Wird die Wirtschaftspresse als Werbeträger unterschätzt?
WERNER: Ja, das ist wohl so – und zwar in doppelter Hinsicht mit Blick auf die Kaufkraft. Der Leser eines Wirtschaftsmagazins oder einer -zeitung hat für privaten Konsum sicherlich mehr Geld in der Tasche als ein durchschnittlicher Mediennutzer. Und als Entscheider in Unternehmen wäre er gleichfalls ein wichtiger Adressat von Werbung. Ein positiver Trend ist allerdings erkennbar: Digitale Budgets wandern teilweise wieder in Print. Das beobachten wir bei Fondsgesellschaften und Zertifikate-Emittenten.
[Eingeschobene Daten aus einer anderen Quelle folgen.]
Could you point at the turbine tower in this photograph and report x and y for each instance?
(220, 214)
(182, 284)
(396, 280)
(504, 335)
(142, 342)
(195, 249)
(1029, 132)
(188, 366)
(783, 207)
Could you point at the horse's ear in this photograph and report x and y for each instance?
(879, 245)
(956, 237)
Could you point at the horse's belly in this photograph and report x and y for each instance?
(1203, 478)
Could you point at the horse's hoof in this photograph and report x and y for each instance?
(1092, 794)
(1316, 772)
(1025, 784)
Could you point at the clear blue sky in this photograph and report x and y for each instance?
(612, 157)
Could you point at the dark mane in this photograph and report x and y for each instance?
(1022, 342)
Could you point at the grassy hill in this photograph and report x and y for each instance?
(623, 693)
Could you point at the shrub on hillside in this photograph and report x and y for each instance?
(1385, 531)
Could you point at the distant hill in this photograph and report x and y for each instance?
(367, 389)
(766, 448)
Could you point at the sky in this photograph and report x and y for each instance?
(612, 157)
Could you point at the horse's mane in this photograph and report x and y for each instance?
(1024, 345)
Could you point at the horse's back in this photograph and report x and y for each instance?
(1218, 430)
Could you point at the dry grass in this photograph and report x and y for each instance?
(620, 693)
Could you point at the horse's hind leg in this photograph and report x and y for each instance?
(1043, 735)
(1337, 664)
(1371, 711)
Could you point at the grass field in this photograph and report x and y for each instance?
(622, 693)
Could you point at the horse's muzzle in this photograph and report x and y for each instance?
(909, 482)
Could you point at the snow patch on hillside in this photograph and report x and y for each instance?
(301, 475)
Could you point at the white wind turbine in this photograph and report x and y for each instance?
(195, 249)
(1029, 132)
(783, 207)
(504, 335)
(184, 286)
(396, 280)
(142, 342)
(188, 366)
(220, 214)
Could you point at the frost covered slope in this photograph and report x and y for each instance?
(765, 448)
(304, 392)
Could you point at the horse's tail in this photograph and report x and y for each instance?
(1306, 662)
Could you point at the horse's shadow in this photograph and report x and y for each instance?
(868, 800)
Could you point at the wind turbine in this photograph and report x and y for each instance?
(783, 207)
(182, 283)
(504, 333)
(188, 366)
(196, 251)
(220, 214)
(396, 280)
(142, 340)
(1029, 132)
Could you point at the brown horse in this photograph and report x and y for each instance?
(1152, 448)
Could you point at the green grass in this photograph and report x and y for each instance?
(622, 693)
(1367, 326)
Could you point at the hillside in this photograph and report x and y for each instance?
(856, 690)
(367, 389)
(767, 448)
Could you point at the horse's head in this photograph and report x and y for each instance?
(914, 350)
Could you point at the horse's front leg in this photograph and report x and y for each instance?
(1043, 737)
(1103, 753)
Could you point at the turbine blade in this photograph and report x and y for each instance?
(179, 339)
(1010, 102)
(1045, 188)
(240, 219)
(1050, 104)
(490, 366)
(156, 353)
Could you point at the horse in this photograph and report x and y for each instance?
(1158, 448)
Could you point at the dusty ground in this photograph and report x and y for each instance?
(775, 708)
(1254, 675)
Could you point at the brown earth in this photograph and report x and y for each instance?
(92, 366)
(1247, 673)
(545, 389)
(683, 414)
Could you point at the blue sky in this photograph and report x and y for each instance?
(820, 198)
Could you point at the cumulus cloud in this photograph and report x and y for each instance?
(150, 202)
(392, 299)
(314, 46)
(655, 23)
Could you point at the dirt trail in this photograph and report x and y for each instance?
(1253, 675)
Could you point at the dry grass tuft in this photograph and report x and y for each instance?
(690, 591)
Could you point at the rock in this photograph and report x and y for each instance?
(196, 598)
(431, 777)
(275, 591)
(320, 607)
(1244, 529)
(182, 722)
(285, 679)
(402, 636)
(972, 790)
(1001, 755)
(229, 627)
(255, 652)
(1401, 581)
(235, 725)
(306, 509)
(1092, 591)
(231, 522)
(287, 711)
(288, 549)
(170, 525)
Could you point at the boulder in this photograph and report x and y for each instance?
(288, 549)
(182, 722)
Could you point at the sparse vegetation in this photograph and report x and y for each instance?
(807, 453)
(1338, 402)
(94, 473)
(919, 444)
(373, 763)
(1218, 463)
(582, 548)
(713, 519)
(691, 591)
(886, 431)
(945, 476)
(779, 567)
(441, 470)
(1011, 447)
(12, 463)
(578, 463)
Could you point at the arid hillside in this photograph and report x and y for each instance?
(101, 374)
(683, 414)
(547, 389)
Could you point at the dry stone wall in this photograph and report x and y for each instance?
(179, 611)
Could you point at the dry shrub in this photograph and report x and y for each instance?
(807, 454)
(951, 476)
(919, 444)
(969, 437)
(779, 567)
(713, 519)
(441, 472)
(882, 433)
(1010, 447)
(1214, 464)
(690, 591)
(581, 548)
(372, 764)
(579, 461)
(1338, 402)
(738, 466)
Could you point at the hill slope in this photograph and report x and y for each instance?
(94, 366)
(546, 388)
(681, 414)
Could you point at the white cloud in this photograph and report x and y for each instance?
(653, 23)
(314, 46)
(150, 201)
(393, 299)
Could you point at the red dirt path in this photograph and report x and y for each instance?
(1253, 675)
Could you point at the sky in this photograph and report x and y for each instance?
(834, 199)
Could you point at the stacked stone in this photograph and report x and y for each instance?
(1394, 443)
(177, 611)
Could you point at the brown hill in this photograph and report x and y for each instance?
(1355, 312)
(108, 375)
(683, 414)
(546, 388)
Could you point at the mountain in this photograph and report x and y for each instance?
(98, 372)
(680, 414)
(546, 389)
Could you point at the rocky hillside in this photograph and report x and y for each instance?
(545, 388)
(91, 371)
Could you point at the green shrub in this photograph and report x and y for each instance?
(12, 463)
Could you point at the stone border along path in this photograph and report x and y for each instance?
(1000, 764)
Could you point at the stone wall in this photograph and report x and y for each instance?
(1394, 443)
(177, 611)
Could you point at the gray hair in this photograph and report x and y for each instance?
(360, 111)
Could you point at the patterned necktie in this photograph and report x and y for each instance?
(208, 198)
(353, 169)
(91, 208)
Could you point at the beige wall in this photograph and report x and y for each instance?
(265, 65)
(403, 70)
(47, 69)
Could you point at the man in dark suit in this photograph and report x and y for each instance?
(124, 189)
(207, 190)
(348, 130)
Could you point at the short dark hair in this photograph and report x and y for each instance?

Ihre Begründungen sind identisch: Im Gegensatz zu digitalen Auftritten schlägt sich Printwerbung bei ihnen in den Orderbüchern nieder.

Worauf legen Werbungtreibende und Mediaagenturen besonderen Wert?
WERNER: Redaktionelle Umfelder und gute Platzierungen sind mehr denn je gefragt.

Auflagen und Reichweiten stagnieren oder sinken. Wie geht es weiter?

WERNER: Der Abschmelzprozess ist zu Ende. Unter den Verlagen wird der Kostenwettbewerb schon bald wieder durch einen Qualitätswettbewerb ersetzt. Allein Anzeigenumfelder bereitzustellen, wird nicht mehr reichen. Wir werden den Leser wieder in den Mittelpunkt stellen müssen. Rückbesinnung auf das Kerngeschäft sozusagen: die unübersichtliche, riesige Informationsflut filtern, einordnen und lesbar verpacken. Dazu müssen wir eine intelligente Ergänzung mit digitalen Angeboten entwickeln.

Ihre Titel sind aus der LAE ausgetreten. Welche Vor- und Nachteile hat das?
WERNER: Diese Entscheidung wurde noch zu Konzernzeiten bei Axel Springer getroffen. Betrachtet man die Marktanteilsentwicklung, hat es uns nicht geschadet – allerdings auch nicht genützt. Wir werden im kommenden Jahr alle Optionen prüfen.